Fail to decode with erasures but no exception/error given

henla464 commented 3 years ago

Hi, I like this library a lot however I encountered a strange behaviour that seems like a bug to me. When doing a decode with erasures I get the same corrupted message back without any error given. This happens even when the check function detects errors. My guess is that the one false erasure somehow messes it up but I read that it should be safe to supply false erasures (they just use up one RSCode)

Lets look at the code:

import unireedsolomon as rs
OrigMsg =      bytearray(bytes([0x83, 0x1F, 0x00, 0x00, 0xFF, 0x00, 0X93, 0xA8, 0x00]))
CorruptedMsg = bytearray(bytes([0x83, 0x10, 0x00, 0x01, 0xFF, 0x01, 0X93, 0xA8, 0x00]))
coder = rs.RSCoder(24, 20)
messageDataAndRSCodeWithNullBytes = coder.encode(OrigMsg, return_string=False)
# Add the RSCodes from OrigMsg to the corrupted message
corruptedMsgWithRSCodes = CorruptedMsg + bytearray(messageDataAndRSCodeWithNullBytes[-4:])
paddedCorruptedMsgWithRSCodes = bytearray(bytes([0x00, 0x00, 0x00, 0x00, 0x00, 0x00, 0x00, 0x00, 0x00, 0x00, 0x00])) + corruptedMsgWithRSCodes
print("PaddedCorruptedMsgWithRSCodes: " + str(paddedCorruptedMsgWithRSCodes))
try:
    coder.decode(paddedCorruptedMsgWithRSCodes)
except:
    print('As expected decoding fails due to too many errors (4 RSCodes, and 3 errors)')

if not coder.check(paddedCorruptedMsgWithRSCodes):
    print('As expected check fails')

try:
    decodedMsgAndCodeTuple = coder.decode(paddedCorruptedMsgWithRSCodes, erasures_pos=[11,12])
    decodedMsgAndCode = bytearray((decodedMsgAndCodeTuple[0] + decodedMsgAndCodeTuple[1]).encode('latin-1'))
    print('Decoding didnt throw error when we point to one correct erasure (position 12) and one wrong erasure (position 11) [why?]')
    if decodedMsgAndCode == corruptedMsgWithRSCodes:
        print('The message was not decoded, the corrupted message is returned without anything fixed, and no error given [why?]')

    if not coder.check(bytearray(bytes([0x00, 0x00, 0x00, 0x00, 0x00, 0x00, 0x00, 0x00, 0x00, 0x00, 0x00])) + decodedMsgAndCode):
        print('Check detects the error of course (since it same message that we checked before)')
except:
    print('decoding failed, this is what I expected')

The prints of this is:

PaddedCorruptedMsgWithRSCodes: bytearray(b'\x00\x00\x00\x00\x00\x00\x00\x00\x00\x00\x00\x83\x10\x00\x01\xff\x01\x93\xa8\x006\x91\xbay')
As expected decoding fails due to too many errors (4 RSCodes, and 3 errors)
As expected check fails
Decoding didnt throw error when we point to one correct erasure (position 12) and one wrong erasure (position 11) [why?]
The message was not decoded, the corrupted message is returned without anything fixed, and no error given [why?]
Check detects the error of course (since it same message that we checked before)
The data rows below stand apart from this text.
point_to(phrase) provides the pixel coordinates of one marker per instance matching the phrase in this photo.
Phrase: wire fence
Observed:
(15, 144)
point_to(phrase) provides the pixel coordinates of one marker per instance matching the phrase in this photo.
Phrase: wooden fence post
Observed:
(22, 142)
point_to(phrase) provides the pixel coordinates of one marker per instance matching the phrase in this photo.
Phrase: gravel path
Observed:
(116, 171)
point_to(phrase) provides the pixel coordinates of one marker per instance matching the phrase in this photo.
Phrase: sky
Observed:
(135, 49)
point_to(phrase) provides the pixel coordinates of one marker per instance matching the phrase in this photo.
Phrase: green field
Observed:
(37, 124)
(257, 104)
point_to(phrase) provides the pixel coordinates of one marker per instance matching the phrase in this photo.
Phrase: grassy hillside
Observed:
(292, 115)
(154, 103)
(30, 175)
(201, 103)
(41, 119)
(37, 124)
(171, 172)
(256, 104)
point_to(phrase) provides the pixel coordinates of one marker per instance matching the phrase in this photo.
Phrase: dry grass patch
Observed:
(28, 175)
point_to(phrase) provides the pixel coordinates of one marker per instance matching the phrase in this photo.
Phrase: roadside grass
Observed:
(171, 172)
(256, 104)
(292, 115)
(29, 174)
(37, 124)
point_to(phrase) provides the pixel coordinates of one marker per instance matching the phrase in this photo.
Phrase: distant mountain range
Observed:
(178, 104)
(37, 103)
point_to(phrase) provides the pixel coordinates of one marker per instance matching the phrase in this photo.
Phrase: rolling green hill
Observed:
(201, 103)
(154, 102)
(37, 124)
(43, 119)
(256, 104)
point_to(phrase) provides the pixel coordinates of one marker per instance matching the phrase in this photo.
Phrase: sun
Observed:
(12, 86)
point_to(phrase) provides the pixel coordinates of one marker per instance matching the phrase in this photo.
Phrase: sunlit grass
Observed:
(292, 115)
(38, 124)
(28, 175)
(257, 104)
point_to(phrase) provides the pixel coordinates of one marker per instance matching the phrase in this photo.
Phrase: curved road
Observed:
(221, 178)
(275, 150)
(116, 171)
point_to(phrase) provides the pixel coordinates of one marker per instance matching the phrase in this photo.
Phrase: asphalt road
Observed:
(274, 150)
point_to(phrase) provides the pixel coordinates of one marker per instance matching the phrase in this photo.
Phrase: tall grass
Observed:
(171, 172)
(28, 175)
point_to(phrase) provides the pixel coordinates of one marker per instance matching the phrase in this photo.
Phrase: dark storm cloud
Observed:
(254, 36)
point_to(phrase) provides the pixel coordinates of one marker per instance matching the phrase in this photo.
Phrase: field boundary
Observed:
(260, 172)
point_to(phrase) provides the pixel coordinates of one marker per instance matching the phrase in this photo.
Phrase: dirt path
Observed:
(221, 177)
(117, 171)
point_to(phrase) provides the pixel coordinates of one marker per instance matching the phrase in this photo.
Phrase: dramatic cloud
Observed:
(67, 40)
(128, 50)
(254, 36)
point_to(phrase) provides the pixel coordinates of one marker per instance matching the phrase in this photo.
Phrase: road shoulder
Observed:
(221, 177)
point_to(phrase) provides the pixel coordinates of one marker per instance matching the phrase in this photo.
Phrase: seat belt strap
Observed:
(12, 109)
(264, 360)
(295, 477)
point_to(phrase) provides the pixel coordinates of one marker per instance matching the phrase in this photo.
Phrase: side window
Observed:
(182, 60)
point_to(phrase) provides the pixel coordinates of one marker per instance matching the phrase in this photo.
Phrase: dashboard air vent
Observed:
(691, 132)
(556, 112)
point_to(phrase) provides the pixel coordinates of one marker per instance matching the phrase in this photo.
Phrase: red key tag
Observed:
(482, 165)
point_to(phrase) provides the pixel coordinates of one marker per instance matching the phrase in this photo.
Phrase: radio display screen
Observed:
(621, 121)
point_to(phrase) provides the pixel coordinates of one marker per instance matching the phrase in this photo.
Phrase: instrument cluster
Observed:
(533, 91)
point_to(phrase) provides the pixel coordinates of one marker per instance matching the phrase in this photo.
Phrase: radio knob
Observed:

Am I wrong in assuming this is a bug? Any idea why it behaves this way?

lrq3000 commented 3 years ago

Hello,

Thank you for the feedback :-) I'm glad you find the library useful!
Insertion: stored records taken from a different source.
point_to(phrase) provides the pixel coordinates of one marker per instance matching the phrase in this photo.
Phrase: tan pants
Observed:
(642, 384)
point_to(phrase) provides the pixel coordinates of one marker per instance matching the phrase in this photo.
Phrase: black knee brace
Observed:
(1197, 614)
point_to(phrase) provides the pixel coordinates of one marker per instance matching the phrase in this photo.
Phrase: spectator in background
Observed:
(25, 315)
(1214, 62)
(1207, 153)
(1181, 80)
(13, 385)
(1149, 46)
It's normal the decoding fails. When providing erasures positions, you need to provide ALL erasures positions, and not have any mistake in the erasures locations you provide. Essentially, when you provide erasures locations, the decoder will create a syndrome based on it, so it's like the decoder entirely trusts your input. If there is even just one erasure location wrong (ie, you added one more or one less), then the syndrome will be messed up and the decoder will fail. But as you noticed, you can always check the output, then the decoder calculates the syndrome by itself and it will see that the decoding didn't work (as long as you're under the Singleton bound...).

If you are unsure about some erasures locations, you can always do a mix of erasures and errors decoding, you just input the erasures locations you know and leave out the rest, the decoder will try to find the errors by itself (but of course the decoding power is divided by 2, errors are twice more ressources consuming in terms of ecc symbols compared to erasures).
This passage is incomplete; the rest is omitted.